The Minister of Agriculture Dr. Alexander Nuetah said President Boakai is looking into the moratorium seriously because it has revealed that the problem in the rubber industry is much deeper than one would think it is.

He said the farmers and processors all have concerns, and the actors that represent the farmers, like the Rubber Planters Association, and the Rubber Development Fund, all have issues that need to be addressed.

“Some of the concerns have to do with fair pricing. Farmers want to have fair prices for what they produce. And we are committed to ensuring that the prices that will be given or offered farmers to be fair enough,” said Dr.
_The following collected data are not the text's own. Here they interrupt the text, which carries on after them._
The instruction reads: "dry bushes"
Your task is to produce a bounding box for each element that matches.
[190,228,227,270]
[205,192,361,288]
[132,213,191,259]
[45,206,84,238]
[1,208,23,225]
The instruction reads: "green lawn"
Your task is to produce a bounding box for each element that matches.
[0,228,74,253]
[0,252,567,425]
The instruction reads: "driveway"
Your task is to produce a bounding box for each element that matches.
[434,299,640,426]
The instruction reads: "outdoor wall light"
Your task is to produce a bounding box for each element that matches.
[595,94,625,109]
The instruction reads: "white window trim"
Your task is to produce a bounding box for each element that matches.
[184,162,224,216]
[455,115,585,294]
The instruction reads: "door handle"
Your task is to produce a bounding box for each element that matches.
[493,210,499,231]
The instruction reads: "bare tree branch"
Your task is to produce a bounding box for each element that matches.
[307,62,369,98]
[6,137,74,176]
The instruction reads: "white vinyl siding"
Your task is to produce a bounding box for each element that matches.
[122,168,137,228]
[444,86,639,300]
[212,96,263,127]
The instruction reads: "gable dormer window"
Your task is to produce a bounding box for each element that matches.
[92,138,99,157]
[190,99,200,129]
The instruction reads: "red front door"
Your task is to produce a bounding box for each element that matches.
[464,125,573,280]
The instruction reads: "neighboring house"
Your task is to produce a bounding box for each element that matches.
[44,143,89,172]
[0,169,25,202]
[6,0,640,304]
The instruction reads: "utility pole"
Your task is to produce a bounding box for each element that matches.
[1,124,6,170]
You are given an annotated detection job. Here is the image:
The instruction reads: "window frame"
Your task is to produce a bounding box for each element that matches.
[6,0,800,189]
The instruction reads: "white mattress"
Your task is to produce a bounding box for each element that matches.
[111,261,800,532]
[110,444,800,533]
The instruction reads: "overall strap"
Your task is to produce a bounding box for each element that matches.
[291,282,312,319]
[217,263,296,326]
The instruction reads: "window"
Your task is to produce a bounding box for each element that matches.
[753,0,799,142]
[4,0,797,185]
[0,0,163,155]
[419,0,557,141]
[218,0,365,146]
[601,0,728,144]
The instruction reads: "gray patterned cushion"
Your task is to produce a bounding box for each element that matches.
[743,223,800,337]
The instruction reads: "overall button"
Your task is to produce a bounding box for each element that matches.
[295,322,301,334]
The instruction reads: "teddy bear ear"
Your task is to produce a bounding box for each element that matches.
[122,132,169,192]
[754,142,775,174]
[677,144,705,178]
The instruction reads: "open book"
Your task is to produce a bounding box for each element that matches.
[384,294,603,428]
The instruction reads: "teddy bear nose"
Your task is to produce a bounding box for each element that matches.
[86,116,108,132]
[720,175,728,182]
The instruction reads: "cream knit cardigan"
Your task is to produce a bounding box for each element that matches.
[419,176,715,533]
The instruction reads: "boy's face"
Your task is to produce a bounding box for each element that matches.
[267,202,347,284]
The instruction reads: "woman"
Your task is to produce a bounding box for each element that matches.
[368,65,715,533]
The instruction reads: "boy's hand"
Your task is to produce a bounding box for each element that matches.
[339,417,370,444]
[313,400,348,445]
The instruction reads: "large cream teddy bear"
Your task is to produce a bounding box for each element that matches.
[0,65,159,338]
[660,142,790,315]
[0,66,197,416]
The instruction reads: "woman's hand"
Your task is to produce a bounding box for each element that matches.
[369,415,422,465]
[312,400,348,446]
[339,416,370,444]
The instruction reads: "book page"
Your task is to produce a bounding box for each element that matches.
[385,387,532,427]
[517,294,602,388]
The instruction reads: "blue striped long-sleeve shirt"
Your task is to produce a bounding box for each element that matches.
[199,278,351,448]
Nuetah.

He said the government is committed to whatever will be done to make the prices fair enough.

Additionally, he said the processers are concerned about access to the raw materials that must go into production before one can have finished products.

As a government, Dr. Nuetah said it has a responsibility to sit with all these partners to identify the issue and find out what can be done to ensure that the value addition craved for is realized.
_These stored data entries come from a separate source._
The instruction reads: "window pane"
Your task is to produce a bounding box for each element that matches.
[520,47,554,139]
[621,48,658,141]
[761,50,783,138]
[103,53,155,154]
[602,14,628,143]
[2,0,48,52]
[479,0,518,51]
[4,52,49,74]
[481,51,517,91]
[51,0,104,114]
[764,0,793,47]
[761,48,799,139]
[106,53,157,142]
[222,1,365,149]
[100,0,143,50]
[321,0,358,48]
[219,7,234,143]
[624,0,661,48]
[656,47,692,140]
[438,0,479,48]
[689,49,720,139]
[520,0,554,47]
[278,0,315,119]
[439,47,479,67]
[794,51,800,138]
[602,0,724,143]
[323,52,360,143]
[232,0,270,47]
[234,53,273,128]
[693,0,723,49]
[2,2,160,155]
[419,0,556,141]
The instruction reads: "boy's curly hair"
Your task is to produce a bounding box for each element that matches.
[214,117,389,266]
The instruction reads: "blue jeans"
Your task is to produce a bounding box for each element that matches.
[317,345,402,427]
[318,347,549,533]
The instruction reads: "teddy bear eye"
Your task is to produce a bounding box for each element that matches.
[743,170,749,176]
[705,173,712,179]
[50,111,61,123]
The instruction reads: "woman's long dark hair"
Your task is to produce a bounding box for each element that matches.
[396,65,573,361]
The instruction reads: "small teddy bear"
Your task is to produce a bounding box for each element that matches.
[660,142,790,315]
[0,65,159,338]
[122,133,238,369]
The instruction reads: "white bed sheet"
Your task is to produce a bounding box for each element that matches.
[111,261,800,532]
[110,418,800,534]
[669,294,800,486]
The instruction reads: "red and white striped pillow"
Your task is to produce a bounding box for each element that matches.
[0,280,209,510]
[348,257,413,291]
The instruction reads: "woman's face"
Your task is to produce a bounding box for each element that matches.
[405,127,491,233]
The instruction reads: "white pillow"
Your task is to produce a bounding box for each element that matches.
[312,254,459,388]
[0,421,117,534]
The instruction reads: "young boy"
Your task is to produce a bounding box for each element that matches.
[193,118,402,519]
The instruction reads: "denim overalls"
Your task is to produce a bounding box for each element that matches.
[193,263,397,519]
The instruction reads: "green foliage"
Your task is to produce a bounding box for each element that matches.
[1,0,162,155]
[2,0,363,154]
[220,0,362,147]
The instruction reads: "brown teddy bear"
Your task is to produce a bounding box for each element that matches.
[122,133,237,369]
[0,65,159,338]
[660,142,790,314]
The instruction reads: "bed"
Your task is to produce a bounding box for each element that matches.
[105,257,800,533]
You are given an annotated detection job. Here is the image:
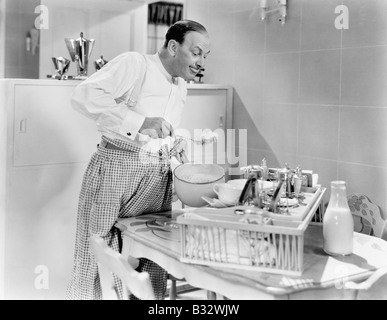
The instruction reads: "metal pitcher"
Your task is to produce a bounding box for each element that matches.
[48,56,70,80]
[64,32,95,79]
[94,55,108,71]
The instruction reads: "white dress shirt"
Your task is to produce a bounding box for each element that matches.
[71,52,187,149]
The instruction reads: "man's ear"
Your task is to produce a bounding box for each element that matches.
[167,39,178,57]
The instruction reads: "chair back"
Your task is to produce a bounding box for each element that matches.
[347,194,387,239]
[345,194,387,297]
[90,234,155,300]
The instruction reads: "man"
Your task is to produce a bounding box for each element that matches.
[66,20,210,300]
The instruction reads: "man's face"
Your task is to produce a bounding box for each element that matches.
[172,31,211,81]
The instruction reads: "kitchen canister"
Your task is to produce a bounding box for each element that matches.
[323,180,354,256]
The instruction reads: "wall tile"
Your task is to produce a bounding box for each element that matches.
[204,13,235,58]
[207,0,235,16]
[263,52,299,103]
[21,0,40,13]
[235,0,260,12]
[186,0,387,215]
[22,66,39,79]
[296,155,339,203]
[5,11,21,36]
[342,0,387,47]
[261,103,298,155]
[5,0,21,12]
[234,0,261,13]
[185,1,210,32]
[233,54,265,104]
[4,0,41,78]
[300,0,343,51]
[232,92,266,152]
[298,104,339,160]
[233,9,265,56]
[299,50,341,105]
[297,156,338,183]
[247,149,296,171]
[185,0,208,20]
[265,0,302,53]
[339,162,387,218]
[235,110,266,150]
[4,66,21,78]
[4,38,22,67]
[204,56,234,85]
[234,92,265,126]
[339,106,387,168]
[341,46,387,107]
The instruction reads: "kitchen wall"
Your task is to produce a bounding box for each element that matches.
[3,0,40,78]
[0,0,4,78]
[39,0,147,79]
[186,0,387,217]
[0,0,148,79]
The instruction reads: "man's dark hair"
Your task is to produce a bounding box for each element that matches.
[163,20,207,48]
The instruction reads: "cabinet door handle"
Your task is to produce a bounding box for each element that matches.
[19,119,27,133]
[219,115,224,128]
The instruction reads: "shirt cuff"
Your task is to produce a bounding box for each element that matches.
[119,109,146,140]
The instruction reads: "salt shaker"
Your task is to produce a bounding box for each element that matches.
[323,181,354,256]
[293,165,303,197]
[260,158,268,180]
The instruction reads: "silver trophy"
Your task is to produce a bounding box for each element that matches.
[47,56,71,80]
[94,55,108,71]
[64,32,95,80]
Dr. Nuetah said he had not seen any serious attempt made to support value addition in the rubber industry.

When they travel to different places, he said they are confronted that Liberia is a rubber-producing country, but it does not have anything with made in Liberia inscriptions.
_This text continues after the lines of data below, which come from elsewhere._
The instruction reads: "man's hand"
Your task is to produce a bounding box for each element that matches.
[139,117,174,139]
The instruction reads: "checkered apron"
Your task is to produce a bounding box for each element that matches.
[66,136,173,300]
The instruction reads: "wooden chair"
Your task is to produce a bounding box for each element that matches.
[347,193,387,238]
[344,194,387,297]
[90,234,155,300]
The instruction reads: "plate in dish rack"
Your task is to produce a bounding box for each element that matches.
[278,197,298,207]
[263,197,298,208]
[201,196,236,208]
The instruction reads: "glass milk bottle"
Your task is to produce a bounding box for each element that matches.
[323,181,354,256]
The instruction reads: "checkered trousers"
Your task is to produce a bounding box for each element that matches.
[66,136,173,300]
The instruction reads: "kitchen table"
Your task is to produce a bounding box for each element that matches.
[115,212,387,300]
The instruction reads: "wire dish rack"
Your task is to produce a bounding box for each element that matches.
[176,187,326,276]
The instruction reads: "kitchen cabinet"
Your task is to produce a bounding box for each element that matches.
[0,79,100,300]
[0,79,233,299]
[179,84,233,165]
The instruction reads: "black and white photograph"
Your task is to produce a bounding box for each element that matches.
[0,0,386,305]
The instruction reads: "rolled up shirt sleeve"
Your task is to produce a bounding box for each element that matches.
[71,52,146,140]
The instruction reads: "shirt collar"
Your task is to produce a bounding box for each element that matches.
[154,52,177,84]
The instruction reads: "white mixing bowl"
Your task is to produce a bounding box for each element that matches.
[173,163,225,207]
“We have thought about it, we considered it and so we thought to make it one of the pillars of our agricultural development agenda,” said Dr. Nuetah.

“We want to make sure that Liberians and private sector participants in this country have the necessary support, both policy and investment to be able to ensure value addition in the rubber sector,” he added.

Dr. Nuetah assured the residents of Weala, Small-holder Famers, and Rubber Planters Association that their messages would be delivered to President Boakai.

He said President Boakai meant it when he said the rubber sector has to be developed.

On behalf of the residents of Margibi County Electoral District #5, Madam Winifred Korpo told the government’s delegation that the locals were happy because the light had come to the area through Mr. Jeety.

“District #5, we were in darkness, the whole of Margibi, we were in darkness. Mr. Jeety’s coming in this District has become a great blessing for us, especially we the small rubber farmers,” she said.

She said they have been suffering in the area for years, selling their rubber to people who didn’t pay the cash until two to three months later.

But she said Mr. Jeety has rescued them in the district, noting that when people have jobs, business people can also benefit from them.